Me atrevería a decir que soy un tipo atractivo, escucho con atención lo que me dicen y eso les gusta a las mujeres, aunque mi potencial financiero no era boyante esta situación no pareció inquietar a Cecilia; sé cocinar, eso me da cierta ventaja sobre los que no saben hacerlo. Y lo mejor de todo: soy bueno en la cama

Llevado por el amor, el deseo y la curiosidad por desflorar a una virgen, y como la única vía para conseguirlo era llegar al altar, decidí proponerle matrimonio. Estaba seguro de que esta simple pregunta «¿Te quieres casar conmigo?» cambiaría mi vida para siempre, por lo que quise hacer de este acontecimiento un momento inolvidable. La llevé al mejor restaurante de la ciudad. Con anticipación había acordado con el camarero para que, en su postre, que consistía en una copa de helado combinado con frutas, colocara el anillo de compromiso. En el instante preciso en que Cecilia tomó la sortija con la cuchara le propuse matrimonio. Ella, sorprendida, no atinó a decir una palabra, hasta que más relajada me dijo un sonoro «¡Sí quiero!».

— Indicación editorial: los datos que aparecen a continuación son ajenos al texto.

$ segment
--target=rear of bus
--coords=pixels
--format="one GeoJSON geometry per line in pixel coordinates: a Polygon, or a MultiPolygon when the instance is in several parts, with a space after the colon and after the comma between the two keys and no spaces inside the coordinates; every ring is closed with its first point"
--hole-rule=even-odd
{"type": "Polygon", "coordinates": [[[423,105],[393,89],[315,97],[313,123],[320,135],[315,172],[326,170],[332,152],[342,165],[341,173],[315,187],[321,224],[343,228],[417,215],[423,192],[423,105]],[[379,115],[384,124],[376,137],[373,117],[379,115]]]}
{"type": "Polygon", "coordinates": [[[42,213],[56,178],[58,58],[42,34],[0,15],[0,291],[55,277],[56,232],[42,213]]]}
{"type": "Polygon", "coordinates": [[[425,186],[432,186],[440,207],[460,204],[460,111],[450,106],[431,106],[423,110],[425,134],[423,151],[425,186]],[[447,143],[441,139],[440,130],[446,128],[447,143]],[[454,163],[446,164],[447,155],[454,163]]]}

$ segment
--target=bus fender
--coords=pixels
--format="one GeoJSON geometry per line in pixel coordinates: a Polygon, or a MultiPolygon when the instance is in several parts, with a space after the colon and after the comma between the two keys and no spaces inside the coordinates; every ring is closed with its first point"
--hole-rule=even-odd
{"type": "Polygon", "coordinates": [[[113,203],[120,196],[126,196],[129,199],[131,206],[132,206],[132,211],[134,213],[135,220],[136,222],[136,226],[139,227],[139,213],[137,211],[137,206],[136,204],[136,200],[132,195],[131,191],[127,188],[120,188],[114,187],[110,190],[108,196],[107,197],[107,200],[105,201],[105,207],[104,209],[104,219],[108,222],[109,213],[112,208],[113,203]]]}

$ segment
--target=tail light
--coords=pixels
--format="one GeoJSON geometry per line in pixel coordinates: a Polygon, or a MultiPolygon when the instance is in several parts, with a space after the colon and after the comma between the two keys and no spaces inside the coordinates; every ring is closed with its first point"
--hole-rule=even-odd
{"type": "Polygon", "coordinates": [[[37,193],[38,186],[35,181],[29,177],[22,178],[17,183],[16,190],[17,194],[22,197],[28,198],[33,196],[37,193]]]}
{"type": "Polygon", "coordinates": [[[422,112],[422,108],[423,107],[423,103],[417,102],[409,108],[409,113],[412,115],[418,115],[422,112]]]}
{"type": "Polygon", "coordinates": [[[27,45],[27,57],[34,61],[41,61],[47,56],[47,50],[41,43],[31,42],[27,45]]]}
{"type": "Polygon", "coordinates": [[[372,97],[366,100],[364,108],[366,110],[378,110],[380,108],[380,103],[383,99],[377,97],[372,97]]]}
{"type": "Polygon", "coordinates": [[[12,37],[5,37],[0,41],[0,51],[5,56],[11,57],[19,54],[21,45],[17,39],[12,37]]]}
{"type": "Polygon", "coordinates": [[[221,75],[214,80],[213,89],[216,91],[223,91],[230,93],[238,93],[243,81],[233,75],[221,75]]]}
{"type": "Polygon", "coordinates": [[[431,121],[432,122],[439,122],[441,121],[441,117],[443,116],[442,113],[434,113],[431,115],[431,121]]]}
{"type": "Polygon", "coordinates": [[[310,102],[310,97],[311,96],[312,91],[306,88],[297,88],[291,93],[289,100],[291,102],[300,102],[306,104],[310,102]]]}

La boda se realizó a los pocos días. Viajamos de luna de miel a Ibarra, conocida como la «Ciudad Blanca» por las fachadas de sus casas pintadas de ese color. Ya instalados en el hotel, en una agradable habitación adecuada con especial esmero para la noche de bodas, con música romántica, luz ambiental, bar, chimenea eléctrica que le daba un toque abrigado a la habitación, la cena a la luz de las velas, un baño de tina con esencias aromáticas. El botones del albergue me sugirió, con discreción, un artilugio erótico del que disponía para las ocasiones especiales por un módico precio adicional; este mobiliario tenía nombres sugerentes como «el potro del amor», el tubo de pole dance, el «arco de posiciones» y otros artilugios. No quise complicar el himeneo con tanta parafernalia, así que decliné con amabilidad la insinuación; mi intención era desvirgar a Cecilia de la manera menos traumática posible.

Ya en el lecho conyugal, mientras acariciaba por fin su grácil figura, Cecilia interrumpió los escarceos amorosos e insistió en que se apaguen todas las luces de la alcoba. El pudor de la novia buscaba un aliado en la oscuridad para no ser vista en toda su magnificencia, cuyo amparo le evitaba lo que ella consideraba una ofensa al recato. En la penumbra la desnudez parecía menos desnuda; podía sentir la suavidad de su piel, la fragancia a almizcle de su pelo ligero y limpio. Todavía siento en la boca el regusto a miel de sus labios.

Propio del hombre es el desear a la mujer inaccesible —las dificultades son un acicate para el enamorado—. El pudor y la resistencia son cualidades que hacen más deseada a la hembra. El recato es, a fin de cuentas, una manifestación del impulso erótico. Adopté el rol de perseguidor y Cecilia el de perseguida. Ella se esmeraba en ser esquiva y yo percibía aquello como conforme de la coquetería femenina. El comportamiento escurridizo de Cecilia en dos años de noviazgo, al no permitirme caricias osadas, menos aún que la vea desnuda, me insufló un deseo desmesurado.

La habitación, apenas alumbrada por la tenue luz de las velas, me permitió observar por primera vez el cuerpo desnudo de Cecilia que (ahora lo veía bien), con su carencia de curva en la cintura, de busto inexistente y trasero escaso, tanto me habían hecho desear sus remilgos de pureza que le subían por la vía sedosa de la garganta hasta los finos y fragantes labios.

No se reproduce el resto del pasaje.